Given a function, run it on this application. This function only terminates when a kill signal from the Server has been sent.

Examples

examples/demo_client.rs is a good starting point to see this in action

pub async fn map<T: Rower + Serialize + Clone + DeserializeOwned + Send>( &self, df_name: &str, rower: T, ) -> Result<Option<T>, LiquidError>

Perform a distributed map operation on the DistributedDataFrame with the name df_name and uses the given rower. Returns Some(rower) (of the joined results) if the node_id of this DistributedDataFrame is 1, and None otherwise.

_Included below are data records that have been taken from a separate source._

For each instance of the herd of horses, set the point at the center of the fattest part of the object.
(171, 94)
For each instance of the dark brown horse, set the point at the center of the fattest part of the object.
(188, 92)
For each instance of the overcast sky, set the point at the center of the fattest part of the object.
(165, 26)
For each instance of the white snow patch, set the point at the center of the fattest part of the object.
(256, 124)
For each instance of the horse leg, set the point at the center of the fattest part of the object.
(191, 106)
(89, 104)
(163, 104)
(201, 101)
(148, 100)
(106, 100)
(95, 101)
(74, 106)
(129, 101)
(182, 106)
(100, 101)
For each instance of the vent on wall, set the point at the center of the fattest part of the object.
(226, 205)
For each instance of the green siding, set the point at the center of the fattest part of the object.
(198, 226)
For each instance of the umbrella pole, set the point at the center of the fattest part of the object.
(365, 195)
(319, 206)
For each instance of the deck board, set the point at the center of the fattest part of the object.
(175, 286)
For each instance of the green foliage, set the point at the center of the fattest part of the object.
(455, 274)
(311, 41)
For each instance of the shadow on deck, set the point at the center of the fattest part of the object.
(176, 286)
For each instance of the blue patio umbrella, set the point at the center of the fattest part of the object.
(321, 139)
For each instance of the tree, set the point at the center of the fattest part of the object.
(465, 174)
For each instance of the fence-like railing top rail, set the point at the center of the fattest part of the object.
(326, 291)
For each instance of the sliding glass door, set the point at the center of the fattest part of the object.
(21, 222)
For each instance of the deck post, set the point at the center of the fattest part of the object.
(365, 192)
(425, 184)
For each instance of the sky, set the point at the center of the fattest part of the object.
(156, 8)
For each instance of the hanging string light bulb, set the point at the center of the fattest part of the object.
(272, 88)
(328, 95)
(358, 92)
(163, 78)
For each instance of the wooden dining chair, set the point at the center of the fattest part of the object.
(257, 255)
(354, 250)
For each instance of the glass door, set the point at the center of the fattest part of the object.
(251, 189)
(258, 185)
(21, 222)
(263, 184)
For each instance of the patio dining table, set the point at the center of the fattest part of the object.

A local pmap is used on each node to map over that nodes’ chunk. By default, each node will use the number of threads available on that machine.

NOTE: There is an important design decision that comes with a distinct trade off here. The trade off is:

1. Join the last node with the next one until you get to the end. This has reduced memory requirements but a performance impact because of the synchronous network calls
2. Join all nodes with one node by sending network messages concurrently to the final node. This has increased memory requirements and greater complexity but greater performance because all nodes can asynchronously send to one node at the same time.

This implementation went with option 1 for simplicity reasons

pub async fn filter<T: Rower + Serialize + Clone + DeserializeOwned + Send>( &mut self, df_name: &str, rower: T, ) -> Result<(), LiquidError>

Perform a distributed filter operation on the DistributedDataFrame with the name df_name and uses the given rower. This function does not mutate the DistributedDataFrame in anyway, instead, it creates a new DistributedDataFrame of the results. This DistributedDataFrame is returned to every node so that the results are consistent everywhere.

A local pfilter is used on each node to filter over that nodes’ chunks. By default, each node will use the number of threads available on that machine.

It is possible to re-write this to use a bit map of the rows that should remain in the filtered result, but currently this just clones the rows.